Después de todo, era usual que, como hermanos que son, quisieran acabar con el otro. Los duques ya estaban acostumbrados cuando hacían travesuras en busca de terminar con su hermano menos favorito (y la victima casi siempre era Charles por ser el menor), pero esta vez parecía diferente. No sabían si fue efecto de la guerra o si esta vez la locura Allen pudo acabar con la cordura de James, sin embargo, nadie pudo negar que se veía enfadado. Realmente enfadado.

Hazel tragó saliva por primera vez con un sentimiento extraño en el pecho parecido al susto.

—Será el James correcto, ¿no? —le preguntó Lord Allen a su esposa en medio de un susurro. La mujer se encogió de hombros, examinó de arriba a abajo al recién llegado y entonces, se acercó disimuladamente a su marido:

—Parece que si es —respondió en el mismo tono.

—Horrendos y asquerosos días, familia —saludó sin quitar la mirada de su hermana, quien permanecía sentada sin atreverse a bajar la mirada.

—¿Qué tal, hijo? —preguntaron sus padres al no saber qué más decir.

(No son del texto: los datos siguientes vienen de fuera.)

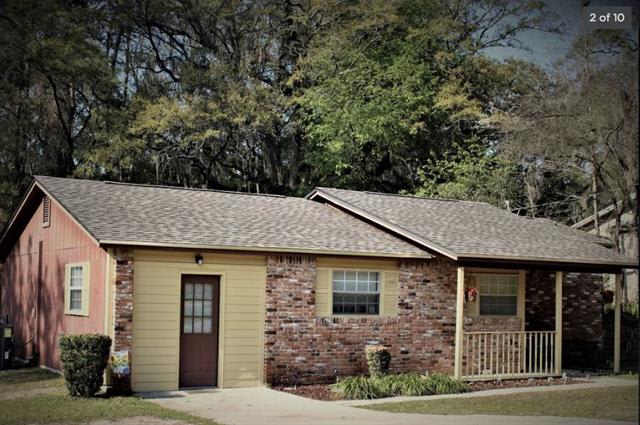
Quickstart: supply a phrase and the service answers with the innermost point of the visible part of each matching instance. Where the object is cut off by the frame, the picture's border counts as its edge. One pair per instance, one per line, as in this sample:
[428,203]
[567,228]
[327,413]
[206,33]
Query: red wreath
[471,294]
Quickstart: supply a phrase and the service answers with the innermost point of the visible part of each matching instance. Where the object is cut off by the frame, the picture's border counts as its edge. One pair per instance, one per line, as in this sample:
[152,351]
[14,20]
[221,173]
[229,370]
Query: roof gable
[143,215]
[472,230]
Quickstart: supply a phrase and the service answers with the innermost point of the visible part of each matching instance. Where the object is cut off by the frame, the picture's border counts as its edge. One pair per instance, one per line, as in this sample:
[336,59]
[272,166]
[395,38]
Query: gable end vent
[46,211]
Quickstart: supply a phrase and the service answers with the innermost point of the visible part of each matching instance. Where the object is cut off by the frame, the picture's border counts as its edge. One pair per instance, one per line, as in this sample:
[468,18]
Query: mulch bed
[323,392]
[316,392]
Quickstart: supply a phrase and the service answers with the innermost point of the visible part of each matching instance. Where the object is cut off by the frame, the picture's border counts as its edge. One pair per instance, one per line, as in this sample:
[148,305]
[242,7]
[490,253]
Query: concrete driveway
[257,406]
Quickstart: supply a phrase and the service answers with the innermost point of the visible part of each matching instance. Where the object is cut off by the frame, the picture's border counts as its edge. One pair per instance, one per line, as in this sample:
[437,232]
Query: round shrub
[84,358]
[378,359]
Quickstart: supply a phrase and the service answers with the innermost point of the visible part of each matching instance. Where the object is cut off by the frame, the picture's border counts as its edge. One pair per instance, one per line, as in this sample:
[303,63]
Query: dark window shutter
[46,211]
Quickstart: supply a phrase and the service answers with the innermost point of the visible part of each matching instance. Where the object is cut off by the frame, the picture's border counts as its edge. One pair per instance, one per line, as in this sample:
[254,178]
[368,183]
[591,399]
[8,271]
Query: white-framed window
[356,292]
[76,293]
[498,294]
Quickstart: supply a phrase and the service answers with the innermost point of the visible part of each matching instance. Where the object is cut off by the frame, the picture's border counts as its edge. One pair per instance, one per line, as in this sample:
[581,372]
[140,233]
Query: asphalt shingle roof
[468,229]
[203,218]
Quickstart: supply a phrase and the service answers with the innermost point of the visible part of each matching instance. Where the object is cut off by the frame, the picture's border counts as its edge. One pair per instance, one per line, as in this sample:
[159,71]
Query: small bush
[378,359]
[84,358]
[405,384]
[357,388]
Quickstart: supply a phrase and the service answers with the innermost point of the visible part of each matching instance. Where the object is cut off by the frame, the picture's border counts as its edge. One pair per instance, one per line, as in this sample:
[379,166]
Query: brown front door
[199,330]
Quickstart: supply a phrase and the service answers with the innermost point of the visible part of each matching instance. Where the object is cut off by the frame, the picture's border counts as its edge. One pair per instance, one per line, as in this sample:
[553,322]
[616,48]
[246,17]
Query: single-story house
[204,287]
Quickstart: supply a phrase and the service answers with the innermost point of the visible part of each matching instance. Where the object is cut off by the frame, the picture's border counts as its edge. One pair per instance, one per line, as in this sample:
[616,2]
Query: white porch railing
[490,355]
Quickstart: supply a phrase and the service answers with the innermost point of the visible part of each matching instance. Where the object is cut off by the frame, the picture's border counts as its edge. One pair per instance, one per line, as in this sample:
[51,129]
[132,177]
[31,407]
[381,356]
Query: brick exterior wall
[301,348]
[582,337]
[123,317]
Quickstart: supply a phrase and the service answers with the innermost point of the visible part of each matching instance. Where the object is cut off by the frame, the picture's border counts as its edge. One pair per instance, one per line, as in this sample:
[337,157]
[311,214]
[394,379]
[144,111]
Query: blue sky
[548,48]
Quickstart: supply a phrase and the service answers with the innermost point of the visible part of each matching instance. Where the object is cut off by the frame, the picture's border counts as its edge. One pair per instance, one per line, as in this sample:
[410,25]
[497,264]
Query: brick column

—Tú —James señaló a la joven—. Muévete si no quieres que vaya por ti, mocosa —ordenó en un tono tan bajo que aguardaba una calma sospechosa para el evidente enojo que se apreciaba en sus ojos. Hazel, tras limpiarse las manos y boca con una lentitud que jugó con la escasa paciencia de James, se levantó para ir hacia él.